Step S502: acquiring eyeball center coordinates and pupil center coordinates of the driver according to the characteristic point information;

wherein, the eyeball center coordinate and the pupil center coordinate are three-dimensional coordinates.

Step S503: determining the sight deviation angle value according to the eyeball center coordinate and the pupil center coordinate;

specifically, the direction vectors of the eyeball center and the pupil center of the driver may be determined according to the eyeball center coordinate and the pupil center coordinate, and then the gaze deviation angle value may be determined according to the direction vectors.
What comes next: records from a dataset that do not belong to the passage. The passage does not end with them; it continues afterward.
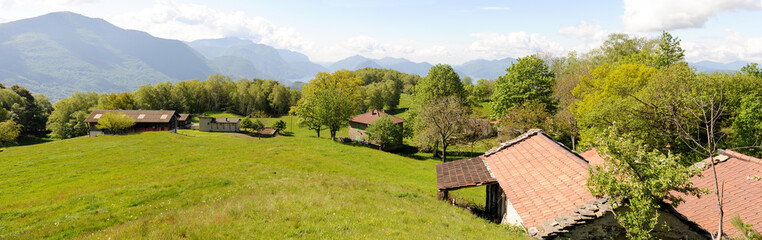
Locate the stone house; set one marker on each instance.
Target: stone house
(742, 194)
(145, 120)
(539, 184)
(210, 124)
(359, 123)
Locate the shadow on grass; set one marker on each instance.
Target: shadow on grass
(32, 140)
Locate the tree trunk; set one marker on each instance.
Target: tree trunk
(444, 152)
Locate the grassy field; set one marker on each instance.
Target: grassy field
(218, 185)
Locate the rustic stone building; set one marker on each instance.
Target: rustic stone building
(359, 123)
(539, 184)
(742, 195)
(210, 124)
(145, 120)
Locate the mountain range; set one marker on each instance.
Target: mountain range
(59, 53)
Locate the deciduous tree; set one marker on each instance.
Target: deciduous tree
(529, 79)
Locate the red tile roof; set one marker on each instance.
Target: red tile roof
(592, 157)
(463, 173)
(368, 117)
(140, 116)
(541, 177)
(742, 194)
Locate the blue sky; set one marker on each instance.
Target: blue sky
(429, 30)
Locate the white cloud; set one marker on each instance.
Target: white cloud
(496, 8)
(734, 46)
(658, 15)
(170, 19)
(514, 44)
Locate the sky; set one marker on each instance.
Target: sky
(433, 31)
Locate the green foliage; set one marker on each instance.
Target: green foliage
(752, 69)
(246, 123)
(329, 100)
(521, 119)
(443, 120)
(746, 230)
(527, 80)
(114, 123)
(442, 81)
(638, 179)
(669, 51)
(69, 114)
(279, 125)
(384, 132)
(9, 132)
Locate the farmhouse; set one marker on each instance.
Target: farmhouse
(742, 194)
(537, 183)
(359, 123)
(184, 121)
(210, 124)
(145, 120)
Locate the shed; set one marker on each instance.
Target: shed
(538, 184)
(358, 124)
(210, 124)
(145, 120)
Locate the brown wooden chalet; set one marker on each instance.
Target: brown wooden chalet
(145, 120)
(539, 184)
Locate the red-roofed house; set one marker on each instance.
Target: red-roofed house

In one embodiment, as shown in fig. 6, the detecting the head deviation angle value of the driver may include:

step 601: acquiring a face image of the driver, and positioning feature points of the face image to obtain feature point information;

step 601 may refer to the above description of step 501, which is not repeated herein

Step 602: determining a spatial position relationship between the current two-dimensional image of the driver and the front face three-dimensional model according to the feature point positioning information and the front face three-dimensional model of the driver;

since the head pose of the driver is relative to the frontal pose, the frontal pose three-dimensional model of the face (frontal three-dimensional model of the face) can be used as a reference for pose measurement, and the spatial position relationship between the current two-dimensional image (camera coordinate system) and the frontal three-dimensional model of the face (world coordinate system) is calculated, namely the head pose of the driver.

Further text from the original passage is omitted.